The report notes that during fiscal year 2025, the SEC initiated 456 enforcement actions in total (including 303 stand-alone actions) and secured orders for $17.9 billion in disgorgements of ill-gotten gains and civil penalty amounts. The SEC emphasized that these actions covered conduct such as securities issuance fraud, market manipulation, insider trading, and violations of fiduciary duties, demonstrating the current commission’s priority focus on “directly causing material harm to investors and market integrity.”
Notably, this fiscal year was also a year of an unprecedented transition period for the SEC’s enforcement division. The report unusually used very harsh language, directly pointing to the prior commission (referring to the Gensler team) during the period when, to pursue media headlines and drive up case counts ahead of the presidential inauguration, it had sparked a wave of “unprecedented enforcement fever” and had aggressively misused novel legal theories.
In the report, the current SEC team directly called out that since fiscal year 2022, the prior administration issued 95 fines totaling $2.3 billion for companies failing to retain off-channel communications records, and brought multiple lawsuits targeting crypto companies’ registration and the “dealer definition.” The current SEC believes these cases are completely unable to prove that investors suffered direct harm; beyond a misunderstanding of federal securities laws, they represent a serious misallocation of resources.
For the crypto industry, the SEC announced that in fiscal year 2025 it made “necessary course corrections.” Although it would no longer continue the approach of broad-based crackdowns, the SEC emphasized that it would still aggressively pursue conduct that uses new technology to commit fraud. To that end, the commission established the “Cyber and Emerging Technologies Unit” in February 2025 to support the work of the crypto task force, focusing on material fraud cases involving blockchain, artificial intelligence (AI), and cybersecurity.
New SEC Chair Paul S. Atkins strongly endorsed this shift in direction.
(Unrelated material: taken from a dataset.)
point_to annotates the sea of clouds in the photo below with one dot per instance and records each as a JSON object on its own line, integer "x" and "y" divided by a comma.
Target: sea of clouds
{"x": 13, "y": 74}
He said:
“Over the past year, the commission has ended the approach of ‘Regulation by enforcement’ and has re-focused its enforcement plan on its core mission. We have shifted resources away from chasing case volume and exorbitant penalties, and toward fighting fraud and manipulation that truly causes significant harm.”
Commissioner Mark T. Uyeda also voiced full support for this shift, emphasizing that the SEC will return to historical norms—focusing on coherent and transparent policy-making, rather than using enforcement power as a tool for signaling policy. Going forward, the SEC will place greater emphasis on holding “individual” wrongdoers accountable for violations and actively work to return lost funds to harmed investors.